The contributions of several other big name companies did not quite pass muster. The often-great Konami had a rare dud in the painfully mediocre Martial Champion. Taito’s Kaiser Knuckle is only ever remembered for its hyper-cheap M. Bison rip-off of a final boss. And the less said about Strata’s Time Killers, the better. The relatively obscure Psikyo, known for shooters such as Sengoku Ace, Strikers 1945 and Gunbird, felt the need to claim their slice of the fighter pie with Battle K-Road and later, Daraku Tenshi / The Fallen Angels. Neither of them made much of an impact in arcades or for fighters in general, but they nevertheless warrant an examination for different reasons: a muddled mess of a pseudo-realistic game for the former and an interesting-yet-rushed concept for the latter.

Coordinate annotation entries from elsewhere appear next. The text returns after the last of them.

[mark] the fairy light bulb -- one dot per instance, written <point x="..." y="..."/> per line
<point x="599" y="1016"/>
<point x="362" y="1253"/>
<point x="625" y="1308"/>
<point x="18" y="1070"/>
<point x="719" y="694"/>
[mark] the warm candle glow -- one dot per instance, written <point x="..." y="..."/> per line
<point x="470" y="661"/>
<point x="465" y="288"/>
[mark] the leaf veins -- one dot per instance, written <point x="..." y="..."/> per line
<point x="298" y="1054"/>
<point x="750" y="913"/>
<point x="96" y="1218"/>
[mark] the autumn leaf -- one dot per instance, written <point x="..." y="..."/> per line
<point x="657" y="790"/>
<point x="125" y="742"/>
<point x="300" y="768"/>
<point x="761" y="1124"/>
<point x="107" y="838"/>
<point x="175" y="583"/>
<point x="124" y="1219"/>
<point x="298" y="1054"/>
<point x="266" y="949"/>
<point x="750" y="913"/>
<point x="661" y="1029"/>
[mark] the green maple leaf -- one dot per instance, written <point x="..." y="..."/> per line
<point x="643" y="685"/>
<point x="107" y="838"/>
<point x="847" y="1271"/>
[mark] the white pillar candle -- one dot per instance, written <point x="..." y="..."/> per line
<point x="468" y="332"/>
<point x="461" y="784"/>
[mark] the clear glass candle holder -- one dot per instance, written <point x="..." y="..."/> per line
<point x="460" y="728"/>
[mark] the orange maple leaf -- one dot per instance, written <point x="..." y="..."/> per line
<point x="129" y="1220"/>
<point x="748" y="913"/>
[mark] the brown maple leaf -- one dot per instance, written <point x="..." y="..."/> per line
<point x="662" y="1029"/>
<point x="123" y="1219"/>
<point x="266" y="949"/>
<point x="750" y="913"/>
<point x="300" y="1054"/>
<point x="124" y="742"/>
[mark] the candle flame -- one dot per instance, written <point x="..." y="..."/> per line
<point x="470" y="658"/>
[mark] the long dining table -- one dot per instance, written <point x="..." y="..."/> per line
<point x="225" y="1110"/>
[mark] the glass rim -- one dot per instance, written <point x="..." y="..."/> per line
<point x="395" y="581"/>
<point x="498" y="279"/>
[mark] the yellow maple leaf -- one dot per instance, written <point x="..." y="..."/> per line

When 2D fighters were gaining severe fame in the early nineties, Sega and Namco also put up their dukes with Virtua Fighter and Tekken, the two foremost 3D fighting games of the time. 2D fighters offered ridiculous characters with fantastical fighting styles, where combatants would jump 20 feet into the air, fire harmful projectiles out of nowhere, and throw their opponents from one edge of the battlefield to the other. In contrast, 3D fighters went for more realistic environments and contestants, accommodating the extra dimension with a considerably more authentic experience closer (but not absolutely akin) to real-life martial arts tournaments. Battle K-Road, ostensibly based off of a real-life fighting championship called the “K-Road Tournament,” (with actual images of tournaments in the attract intro) is an attempted fusion of the two primary fighter gameplay styles, converting a 3D feel into a 2D plane. It’s also feasible that Battle K-Road is a return to the form of early fighters before Street Fighter II revolutionized the genre, such as Karate Champ, International Karate, and so forth. The result of such a bold venture has turned up… admirable, but flawed results.

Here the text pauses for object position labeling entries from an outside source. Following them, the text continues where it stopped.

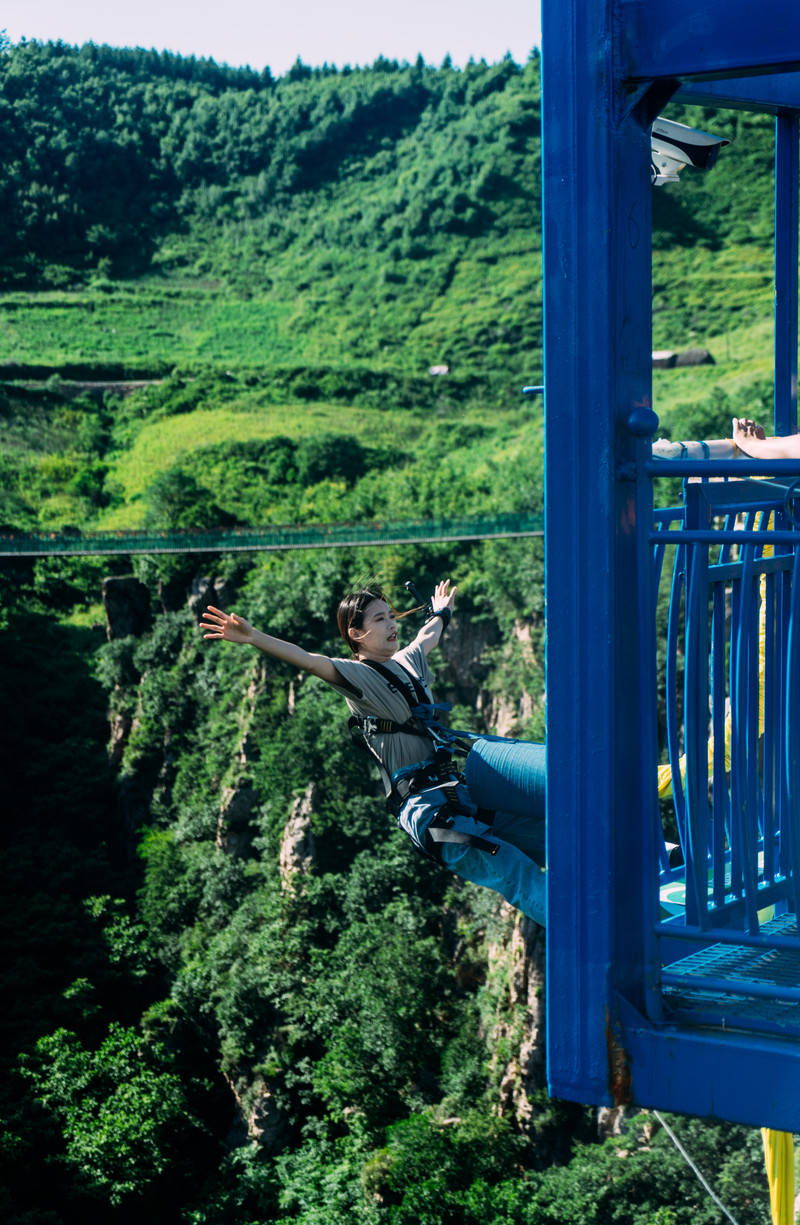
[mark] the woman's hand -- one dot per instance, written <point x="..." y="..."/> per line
<point x="226" y="625"/>
<point x="746" y="429"/>
<point x="444" y="595"/>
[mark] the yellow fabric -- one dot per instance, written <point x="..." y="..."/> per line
<point x="779" y="1161"/>
<point x="665" y="772"/>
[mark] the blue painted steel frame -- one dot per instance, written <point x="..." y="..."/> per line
<point x="608" y="69"/>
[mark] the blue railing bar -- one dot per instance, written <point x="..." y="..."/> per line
<point x="769" y="741"/>
<point x="706" y="535"/>
<point x="725" y="936"/>
<point x="743" y="664"/>
<point x="673" y="722"/>
<point x="792" y="730"/>
<point x="720" y="820"/>
<point x="766" y="468"/>
<point x="696" y="739"/>
<point x="785" y="255"/>
<point x="784" y="793"/>
<point x="732" y="986"/>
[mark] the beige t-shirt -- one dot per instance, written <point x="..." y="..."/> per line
<point x="366" y="692"/>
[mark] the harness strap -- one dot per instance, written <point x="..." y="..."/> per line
<point x="409" y="685"/>
<point x="444" y="833"/>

Battle K-Road is a very weird game. It’s the magnitude of how painfully blasé it is that warrants its remembrance. For example, fourteen characters are available in the roster, which was a decent selection for the time, or so it seems. On closer inspection, only half of the characters are actually original, while the other half retains similar fighting styles. Ostensibly, it seems they wanted to circumvent the potential problem of players being unable to select the same character in any given fight if they so desired, but why not just do what every other fighting game at the time was doing and create an alternate color palette for everyone? They instead put in unnecessary effort to give a head swapped version of the base seven characters. There may be one or two moves different between the two characters who share one combat style, but it’s just extravagant and kind of a cheat to falsely advertise a roster that’s only half as large as what it seems.
Anyway, the roster in question is rather generic, infested with plain and typical builds for straightforward fighting styles. Perhaps it’s not fair to chide the character selection for being boring, as they’re deliberately supposed to abide by real fighting styles: karate, boxing, sumo and so forth. It’s just weird to see characters that might fit better in Virtua Fighterthan a 2D-style fighter, and some of them ‘are’ notable in some way, even if for the wrong reasons.
Anthony Hawk & Masamichi Ohyama
Every fighting game needs a guy in a karate gi, often known as a “shoto,” and having moves similar to Ryu and Ken from Street Fighter II. However, there are no special tricks under either of these guys’ sleeves, just good old-fashioned non-fireball karate. Anthony has to be the shadiest karate practitioner ever in a game, what with his mullet and goofy mustache. Masamichi looks more typical of what you’d expect from a karate hero, and he is ergo completely unremarkable.
Rick Simpson & Jeff Howard
The requisite boxers whose ‘kicks’ are really just different punches. Seemingly based on real boxers, Rick looks a tad like Tommy Morrison, whom you probably remember best from the abysmal Rocky V. Jeff is kind of like George Foreman, back before he marketed his own line of grills. Whatever the case, they’re nowhere near as prolific as Balrog, Steve Fox, or what have you. However, they are arguably the most powerful characters alongside the cyborgs.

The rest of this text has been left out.